A wholesaler and three retailers, including CVS (NYSE:CVS) and Rite-Aid (NYSE:RAD), asked the Supreme Court to review the settlement, arguing the deals choke off competition by stifling the arrival of lower-cost generics on their shelves. In the case they cited, Barr challenged the Cipro patent in October 1991 and struck a deal with Bayer in January 1997 two weeks before the patent challenge was set to go to trial (read their petition). The U.S. Second Circuit Court of Appeals recently upheld the settlement (back story).

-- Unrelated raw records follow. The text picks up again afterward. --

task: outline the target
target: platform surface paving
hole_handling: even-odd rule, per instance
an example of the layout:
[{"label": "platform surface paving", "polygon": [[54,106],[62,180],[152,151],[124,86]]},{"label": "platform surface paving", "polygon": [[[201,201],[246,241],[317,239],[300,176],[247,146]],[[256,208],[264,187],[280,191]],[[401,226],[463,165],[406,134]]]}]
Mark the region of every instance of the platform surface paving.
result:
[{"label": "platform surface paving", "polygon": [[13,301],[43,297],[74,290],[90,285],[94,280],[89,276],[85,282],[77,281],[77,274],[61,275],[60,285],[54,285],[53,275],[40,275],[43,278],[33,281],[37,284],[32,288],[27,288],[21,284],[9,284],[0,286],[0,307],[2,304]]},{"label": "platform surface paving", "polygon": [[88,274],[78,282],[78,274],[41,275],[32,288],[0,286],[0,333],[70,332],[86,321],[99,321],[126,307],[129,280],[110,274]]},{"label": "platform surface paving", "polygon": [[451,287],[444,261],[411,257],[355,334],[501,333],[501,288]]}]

In his budget, President Obama cited restrictions on pay-to-delay deals that the White House says would save $540 million starting in fiscal 2012 and nearly $8.8 billion through 2021 (see the summary tables here). A Congressional Budget Office report estimated the federal government could save nearly $2.7 billion over 10 years if the deals were restricted. The FTC, which maintains the deals force consumers and government healthcare programs to pay high prices, has tried in vain to convince Congress to pass legislation (see this).